Ephemera As Evidence brings together visual art, performance, and pedagogical projects that evidence past lives and future possibilities in the work of artists confronting questions of the ephemeral, particularly those artists whose work grapples with HIV/AIDS. Thinking through the ephemeral as necessary to the political life of HIV, the exhibition acknowledges a larger history of silence and erasure while at the same time making salient strategies for survival and worldmaking potentials in the face of a violently phobic public sphere. Yet, to consider ephemera in relation to HIV/AIDS today is to consider both the burden and blessing of continued life. Within our contemporary moment the question is not merely one of survival but of how survival reverberates beyond the immediacy of a crisis. The works in this show ask us to consider how changing demographics of those affected by HIV/AIDS and the resulting reorientations to crisis force new kinds of temporalities in an engagement with both the past and the future.
The exhibition takes its title from a 1996 essay written by José Esteban Muñoz (1967-2013) as the introduction to the “Queer Acts” special issue of Women & Performance: a journal of feminist theory. Muñoz’s essay was interested in the ways raced and queer bodies are often associated with the transitory and the ephemeral, and thereby barred from a sense of historical weight; as a performance studies scholar, he critiqued the methodological ideal of “rigor” as a tyrannical rhetoric by means of which the sciences— social, medical, and otherwise—imbued their objects with evidentiary solidity. It can be difficult to recall the texture the concept of the ephemeral took on during the mid-90s moment in which José wrote.

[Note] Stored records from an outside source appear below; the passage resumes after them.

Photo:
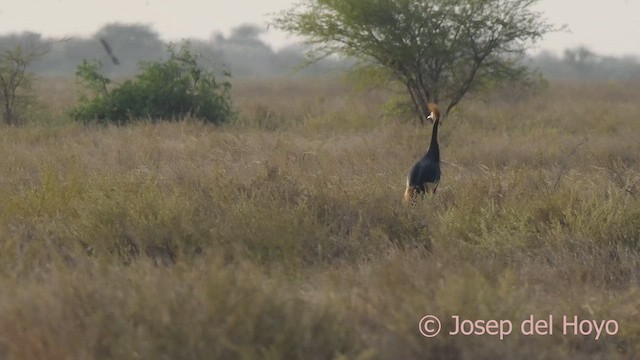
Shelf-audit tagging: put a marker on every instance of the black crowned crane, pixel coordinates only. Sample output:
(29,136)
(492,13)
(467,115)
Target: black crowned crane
(424,176)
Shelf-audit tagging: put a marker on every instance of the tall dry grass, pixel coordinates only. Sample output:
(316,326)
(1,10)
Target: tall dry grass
(283,234)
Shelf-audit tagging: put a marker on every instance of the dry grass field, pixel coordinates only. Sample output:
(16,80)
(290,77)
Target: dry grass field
(283,235)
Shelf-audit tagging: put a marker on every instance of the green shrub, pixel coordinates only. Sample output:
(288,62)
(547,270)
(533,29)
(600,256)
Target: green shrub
(174,89)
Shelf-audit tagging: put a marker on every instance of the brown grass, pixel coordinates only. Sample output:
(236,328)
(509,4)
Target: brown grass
(284,235)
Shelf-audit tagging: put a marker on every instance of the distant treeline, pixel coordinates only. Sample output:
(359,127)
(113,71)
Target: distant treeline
(244,54)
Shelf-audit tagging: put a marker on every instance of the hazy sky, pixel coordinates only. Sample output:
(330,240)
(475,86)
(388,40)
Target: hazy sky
(611,29)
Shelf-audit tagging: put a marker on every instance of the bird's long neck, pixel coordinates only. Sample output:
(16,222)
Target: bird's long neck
(434,151)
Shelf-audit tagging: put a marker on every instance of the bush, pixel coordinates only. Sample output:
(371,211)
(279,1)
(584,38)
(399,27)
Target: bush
(174,89)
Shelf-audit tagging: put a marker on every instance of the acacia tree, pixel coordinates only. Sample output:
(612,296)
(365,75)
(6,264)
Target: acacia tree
(15,80)
(437,50)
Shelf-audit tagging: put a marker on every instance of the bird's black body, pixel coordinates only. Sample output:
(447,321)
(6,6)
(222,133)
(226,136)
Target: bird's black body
(424,176)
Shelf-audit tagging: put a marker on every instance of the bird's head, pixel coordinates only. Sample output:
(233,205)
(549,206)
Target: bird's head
(434,112)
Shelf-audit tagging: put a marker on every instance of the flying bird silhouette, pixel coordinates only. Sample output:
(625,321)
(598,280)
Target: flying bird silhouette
(107,48)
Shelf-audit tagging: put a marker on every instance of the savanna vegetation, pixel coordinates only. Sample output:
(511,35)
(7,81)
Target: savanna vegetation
(282,234)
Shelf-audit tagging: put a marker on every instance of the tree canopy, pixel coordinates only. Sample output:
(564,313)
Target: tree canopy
(437,49)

The tidal wave of death precipitated by the AIDS pandemic brought new urgency to the ephemeral, especially where mourning was necessarily a political act, especially where mourning was necessarily a political act, year in which José’s essay was published, the grounds on which the ephemeral signified shifted dramatically with the advent of new drug treatments that began to reduce if not eradicate some of the traces of HIV/AIDS from the surface of the body, leaving our understanding of the evidentiary increasingly up to the hardened science of blood tests and expert detection. It seems, in fact, that the longer life appears to get, the shorter our patience grows with all those ephemeral things.
Invigorating the ephemeral with a renewed sense of Possibility, “Queer Acts” (and Munoz’s widely read first book, disidetifications: Queers of Color and the Performance of Politics, 1999) served as an urgent reminder that the ephemeral, far from merely being a coveted product of a world in mourning, may actually hold the roots of another world. “Queer Acts” called on the reader to think about the ways in which lives leave traces outside of the more canonized forms of documentation and record keeping. The artists collected in Ephemera As Evidence similarly make a claim for the ephemerality of their own lives and the lives lived around them. More than half of the artists in this exhibit have been accessed through the Visual AIDS registry. A number have also been culled from the archive of José Muñoz himself. We invited artists with whom he did much of his thinking to contribute visual materials—queer acts in and of themselves that continue to reverberate with the urgency of the ephemeral. These works manifest both traces of the exhibited artists’ lives and evidence negotiations with lives that can not be claimed as their own, inviting us to witness transient moments of identification, inspiration and loss.
Ephemera As Evidence is organized according to three distinct yet interrelated modes of worldmaking—performance, intimacy, and pedagogy. The ephemeral projects collected and staged throughout the run of the show index loss and longing central to queer worlds and social formations. They help to challenge notions of inauthenticity often associated with the ephemeral, not merely using traces to reconstruct a past but also to imagine pasts or futures both longed for and Lost, finding new ways to tell untold stories. We present opportunities for visitors to visually and somatically engage with the art works and have constructed an explicitly performative experience in which ephemeral elements reinforce the materiality of the exhibition space as an evershifting environment, continually reconstituted in relation to each body that passes through it. Showcasing moments of live performance (as well as evidence of its potential and absence) and student encounters in the archive, the exhibit explores powerful modes of learning that arise in the apprehension of slippery and contingent realities.